Although the recipe for forward pass needs to be defined within this function, one should call the `Module`
instance afterwards instead of this since the former takes care of running the pre and post processing steps while
the latter silently ignores them.

- **loss** (`torch.FloatTensor`, *optional*, defaults to `None`) -- Loss from the encoder model, comprising the weighted combination of the commitment and codebook losses.
- **audio_values** (`torch.Tensor` of shape `(batch_size, input_length)`) -- Reconstructed audio data.
- **quantized_representation** (`torch.Tensor` of shape `(batch_size, dimension, time_steps)`) -- Quantized continuous representation of input.
- **audio_codes** (`torch.LongTensor` of shape `(batch_size, num_codebooks, time_steps)`) -- Codebook indices for each codebook (quantized discrete representation of input).
- **projected_latents** (`torch.Tensor` of shape `(batch_size, num_codebooks * dimension, time_steps)`) -- Projected latents (continuous representation of input before quantization).

Examples:

```python
>>> from datasets import load_dataset, Audio
>>> from transformers import DacModel, AutoProcessor
>>> librispeech_dummy = load_dataset("hf-internal-testing/librispeech_asr_dummy", "clean", split="validation")

>>> model = DacModel.from_pretrained("descript/dac_16khz")
>>> processor = AutoProcessor.from_pretrained("descript/dac_16khz")
>>> librispeech_dummy = librispeech_dummy.cast_column("audio", Audio(sampling_rate=processor.sampling_rate))
>>> audio_sample = librispeech_dummy[-1]["audio"]["array"]
>>> inputs = processor(raw_audio=audio_sample, sampling_rate=processor.sampling_rate, return_tensors="pt")

>>> encoder_outputs = model.encode(inputs["input_values"])
>>> # Get the intermediate audio codes
>>> audio_codes = encoder_outputs.audio_codes
>>> # Reconstruct the audio from its quantized representation
>>> audio_values = model.decode(encoder_outputs.quantized_representation)
>>> # or the equivalent with a forward pass
>>> audio_values = model(inputs["input_values"]).audio_values
```

**Parameters:**

input_values (`torch.Tensor` of shape `(batch_size, 1, time_steps)`) : Audio data to encode.

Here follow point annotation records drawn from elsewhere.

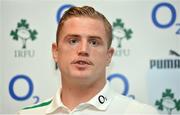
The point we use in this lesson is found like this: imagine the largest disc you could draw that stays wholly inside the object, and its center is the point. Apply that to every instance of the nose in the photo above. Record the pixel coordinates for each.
(83, 49)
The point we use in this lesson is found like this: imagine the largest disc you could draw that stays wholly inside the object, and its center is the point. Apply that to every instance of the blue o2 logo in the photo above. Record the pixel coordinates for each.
(173, 15)
(29, 93)
(123, 78)
(61, 10)
(172, 19)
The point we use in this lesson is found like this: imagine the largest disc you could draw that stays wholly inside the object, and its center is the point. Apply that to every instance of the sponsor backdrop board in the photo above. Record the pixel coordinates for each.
(145, 66)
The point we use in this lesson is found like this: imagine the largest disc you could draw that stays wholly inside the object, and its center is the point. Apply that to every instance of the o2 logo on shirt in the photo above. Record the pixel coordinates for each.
(15, 88)
(61, 10)
(125, 83)
(172, 19)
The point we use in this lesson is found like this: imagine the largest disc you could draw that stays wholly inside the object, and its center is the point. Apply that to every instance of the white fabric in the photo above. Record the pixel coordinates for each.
(107, 101)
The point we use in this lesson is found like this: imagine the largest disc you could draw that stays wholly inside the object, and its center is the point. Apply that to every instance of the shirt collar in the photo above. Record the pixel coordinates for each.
(100, 101)
(103, 99)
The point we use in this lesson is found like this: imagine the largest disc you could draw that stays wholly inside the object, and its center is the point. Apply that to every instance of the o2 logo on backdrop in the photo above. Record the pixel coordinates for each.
(172, 19)
(125, 83)
(13, 88)
(61, 10)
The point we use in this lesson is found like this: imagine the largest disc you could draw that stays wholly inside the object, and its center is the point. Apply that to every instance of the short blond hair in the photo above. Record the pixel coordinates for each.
(85, 11)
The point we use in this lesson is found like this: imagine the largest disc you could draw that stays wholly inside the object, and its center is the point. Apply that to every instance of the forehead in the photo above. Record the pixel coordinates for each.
(83, 26)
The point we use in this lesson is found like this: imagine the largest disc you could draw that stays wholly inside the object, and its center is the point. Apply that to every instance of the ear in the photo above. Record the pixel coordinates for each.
(110, 53)
(55, 51)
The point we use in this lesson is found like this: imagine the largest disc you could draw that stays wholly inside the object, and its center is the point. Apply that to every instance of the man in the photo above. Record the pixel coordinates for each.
(82, 52)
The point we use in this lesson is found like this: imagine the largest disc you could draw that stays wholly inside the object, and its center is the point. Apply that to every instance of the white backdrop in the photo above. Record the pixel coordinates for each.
(31, 70)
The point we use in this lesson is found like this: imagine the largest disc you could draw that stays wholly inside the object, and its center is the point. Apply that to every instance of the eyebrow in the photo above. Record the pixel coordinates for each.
(89, 36)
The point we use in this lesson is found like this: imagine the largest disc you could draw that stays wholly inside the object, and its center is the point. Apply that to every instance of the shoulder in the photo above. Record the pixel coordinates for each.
(131, 106)
(39, 108)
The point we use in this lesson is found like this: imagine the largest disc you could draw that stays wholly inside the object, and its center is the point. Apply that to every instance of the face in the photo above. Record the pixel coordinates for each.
(82, 51)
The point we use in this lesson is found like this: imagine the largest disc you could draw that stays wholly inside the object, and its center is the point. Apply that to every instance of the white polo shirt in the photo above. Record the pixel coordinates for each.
(106, 102)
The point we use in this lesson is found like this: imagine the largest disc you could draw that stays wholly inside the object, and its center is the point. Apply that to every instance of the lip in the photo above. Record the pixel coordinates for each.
(82, 63)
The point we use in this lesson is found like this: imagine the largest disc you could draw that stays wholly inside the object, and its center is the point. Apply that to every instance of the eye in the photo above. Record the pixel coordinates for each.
(73, 41)
(93, 42)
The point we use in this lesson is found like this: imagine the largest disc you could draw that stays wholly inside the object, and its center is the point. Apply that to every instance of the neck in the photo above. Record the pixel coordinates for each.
(74, 94)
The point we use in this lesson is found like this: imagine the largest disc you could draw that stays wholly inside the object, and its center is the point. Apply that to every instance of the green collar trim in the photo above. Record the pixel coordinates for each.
(39, 105)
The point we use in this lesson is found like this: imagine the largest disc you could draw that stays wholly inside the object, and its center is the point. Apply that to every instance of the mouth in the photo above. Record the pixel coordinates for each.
(82, 62)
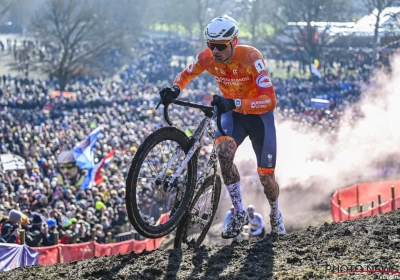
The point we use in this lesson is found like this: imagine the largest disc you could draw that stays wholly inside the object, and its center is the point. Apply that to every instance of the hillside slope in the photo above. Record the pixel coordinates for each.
(372, 242)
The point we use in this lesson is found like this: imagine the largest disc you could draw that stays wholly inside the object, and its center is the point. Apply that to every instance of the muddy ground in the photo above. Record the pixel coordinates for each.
(368, 243)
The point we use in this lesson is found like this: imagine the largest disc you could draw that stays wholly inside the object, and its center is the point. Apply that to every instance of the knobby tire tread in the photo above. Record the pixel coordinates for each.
(165, 133)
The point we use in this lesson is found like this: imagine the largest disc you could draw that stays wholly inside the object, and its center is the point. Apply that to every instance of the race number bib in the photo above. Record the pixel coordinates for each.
(260, 66)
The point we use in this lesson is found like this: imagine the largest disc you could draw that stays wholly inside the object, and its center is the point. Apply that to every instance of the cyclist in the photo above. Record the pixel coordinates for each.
(228, 216)
(257, 228)
(247, 103)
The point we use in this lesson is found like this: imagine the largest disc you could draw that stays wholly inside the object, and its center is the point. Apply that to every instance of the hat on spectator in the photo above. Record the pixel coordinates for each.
(51, 222)
(65, 157)
(16, 216)
(99, 205)
(37, 220)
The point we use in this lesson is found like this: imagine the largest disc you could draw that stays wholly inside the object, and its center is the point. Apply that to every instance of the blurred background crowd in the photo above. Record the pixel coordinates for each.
(47, 195)
(60, 84)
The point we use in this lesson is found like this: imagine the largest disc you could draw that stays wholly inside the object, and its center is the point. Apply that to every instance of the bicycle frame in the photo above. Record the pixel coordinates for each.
(198, 139)
(207, 124)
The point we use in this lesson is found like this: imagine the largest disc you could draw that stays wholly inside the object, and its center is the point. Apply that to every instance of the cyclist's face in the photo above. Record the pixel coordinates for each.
(222, 55)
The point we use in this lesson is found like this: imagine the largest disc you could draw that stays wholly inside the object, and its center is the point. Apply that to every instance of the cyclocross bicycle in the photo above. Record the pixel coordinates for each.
(163, 178)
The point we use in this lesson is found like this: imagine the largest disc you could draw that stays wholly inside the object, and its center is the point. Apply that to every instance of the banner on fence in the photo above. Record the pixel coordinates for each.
(14, 255)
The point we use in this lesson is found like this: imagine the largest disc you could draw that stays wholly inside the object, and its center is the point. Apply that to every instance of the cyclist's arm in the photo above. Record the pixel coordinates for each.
(266, 100)
(198, 65)
(260, 225)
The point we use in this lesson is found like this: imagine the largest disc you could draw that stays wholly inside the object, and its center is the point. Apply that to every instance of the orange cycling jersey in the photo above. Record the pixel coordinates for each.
(244, 78)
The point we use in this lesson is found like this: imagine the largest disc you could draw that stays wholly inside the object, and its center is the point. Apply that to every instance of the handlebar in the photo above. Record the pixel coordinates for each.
(209, 111)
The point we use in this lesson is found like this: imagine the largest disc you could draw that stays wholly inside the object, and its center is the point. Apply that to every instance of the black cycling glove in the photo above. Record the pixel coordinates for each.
(169, 94)
(223, 104)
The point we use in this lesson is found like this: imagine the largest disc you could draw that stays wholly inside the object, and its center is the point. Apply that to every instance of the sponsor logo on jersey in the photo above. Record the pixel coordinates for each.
(259, 104)
(191, 66)
(229, 81)
(260, 65)
(263, 81)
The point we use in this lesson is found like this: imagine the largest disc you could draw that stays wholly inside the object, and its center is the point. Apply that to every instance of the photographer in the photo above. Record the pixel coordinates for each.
(10, 227)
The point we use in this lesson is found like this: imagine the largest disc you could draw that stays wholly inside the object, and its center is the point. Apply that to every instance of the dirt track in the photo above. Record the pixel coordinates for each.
(372, 241)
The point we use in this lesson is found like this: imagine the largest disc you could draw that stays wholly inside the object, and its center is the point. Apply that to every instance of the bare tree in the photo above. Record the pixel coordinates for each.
(309, 36)
(77, 36)
(5, 6)
(254, 15)
(376, 7)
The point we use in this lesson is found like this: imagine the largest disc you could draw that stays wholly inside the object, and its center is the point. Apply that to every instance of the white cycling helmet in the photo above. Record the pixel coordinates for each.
(251, 209)
(223, 28)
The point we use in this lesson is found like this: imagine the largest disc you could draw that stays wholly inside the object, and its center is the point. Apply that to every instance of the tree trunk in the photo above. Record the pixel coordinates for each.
(376, 34)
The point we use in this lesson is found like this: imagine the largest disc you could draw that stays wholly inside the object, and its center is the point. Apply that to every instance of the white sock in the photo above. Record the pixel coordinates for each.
(236, 196)
(274, 208)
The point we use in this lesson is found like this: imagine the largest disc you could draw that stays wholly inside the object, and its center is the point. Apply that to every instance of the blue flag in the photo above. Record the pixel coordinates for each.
(83, 152)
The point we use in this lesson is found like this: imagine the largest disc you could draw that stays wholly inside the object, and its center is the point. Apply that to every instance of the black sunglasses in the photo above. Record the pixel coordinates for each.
(220, 45)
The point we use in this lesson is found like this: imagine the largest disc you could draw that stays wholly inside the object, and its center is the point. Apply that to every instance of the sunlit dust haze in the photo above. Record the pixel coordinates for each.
(310, 167)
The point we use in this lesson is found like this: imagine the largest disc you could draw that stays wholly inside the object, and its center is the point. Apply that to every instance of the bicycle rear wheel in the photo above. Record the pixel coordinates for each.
(145, 196)
(197, 221)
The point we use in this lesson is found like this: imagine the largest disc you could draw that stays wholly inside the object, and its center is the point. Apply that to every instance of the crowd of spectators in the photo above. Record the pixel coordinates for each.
(39, 127)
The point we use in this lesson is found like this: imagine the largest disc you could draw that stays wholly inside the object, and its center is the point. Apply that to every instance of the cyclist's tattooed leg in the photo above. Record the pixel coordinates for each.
(271, 190)
(226, 154)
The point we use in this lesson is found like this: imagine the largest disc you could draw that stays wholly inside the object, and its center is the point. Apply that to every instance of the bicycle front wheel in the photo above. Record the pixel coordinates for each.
(194, 226)
(148, 194)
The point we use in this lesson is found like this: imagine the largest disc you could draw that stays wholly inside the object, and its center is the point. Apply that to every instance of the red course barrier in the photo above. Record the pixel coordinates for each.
(362, 194)
(62, 253)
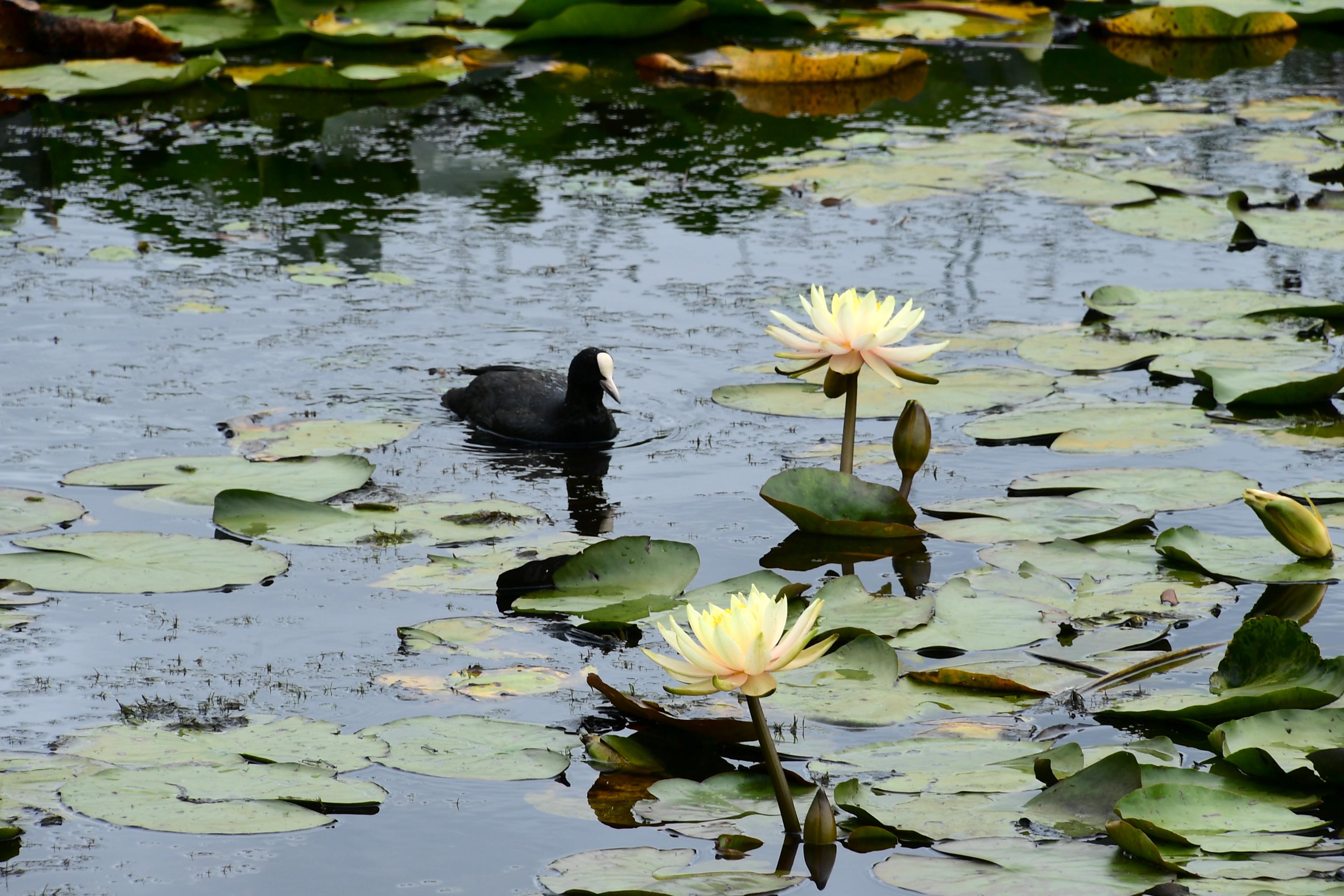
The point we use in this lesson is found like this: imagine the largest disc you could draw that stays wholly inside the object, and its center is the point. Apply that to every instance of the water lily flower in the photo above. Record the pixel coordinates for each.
(854, 332)
(1298, 528)
(740, 648)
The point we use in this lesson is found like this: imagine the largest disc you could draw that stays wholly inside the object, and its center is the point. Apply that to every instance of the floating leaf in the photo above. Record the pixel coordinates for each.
(198, 480)
(1099, 428)
(137, 562)
(25, 511)
(853, 609)
(1277, 389)
(1271, 664)
(261, 515)
(958, 393)
(783, 66)
(1018, 867)
(108, 77)
(475, 570)
(1195, 23)
(248, 436)
(1244, 559)
(666, 872)
(1042, 519)
(619, 581)
(1152, 490)
(475, 748)
(830, 503)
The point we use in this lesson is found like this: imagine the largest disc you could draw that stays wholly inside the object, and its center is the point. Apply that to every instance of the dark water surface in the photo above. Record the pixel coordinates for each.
(537, 216)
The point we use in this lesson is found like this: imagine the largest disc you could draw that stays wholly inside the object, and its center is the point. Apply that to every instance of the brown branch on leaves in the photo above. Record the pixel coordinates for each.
(26, 27)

n_quantizers (`int`, *optional*) : Number of quantizers to use. If `None`, all quantizers are used. Default is `None`.

return_dict (`bool`, *optional*) : Whether or not to return a [ModelOutput](/docs/transformers/v5.8.0/en/main_classes/output#transformers.utils.ModelOutput) instead of a plain tuple.

**Returns:**

``DacOutput` or `tuple(torch.FloatTensor)``

A `DacOutput` or a tuple of
`torch.FloatTensor` (if `return_dict=False` is passed or when `config.return_dict=False`) comprising various
elements depending on the configuration ([DacConfig](/docs/transformers/v5.8.0/en/model_doc/dac#transformers.DacConfig)) and inputs.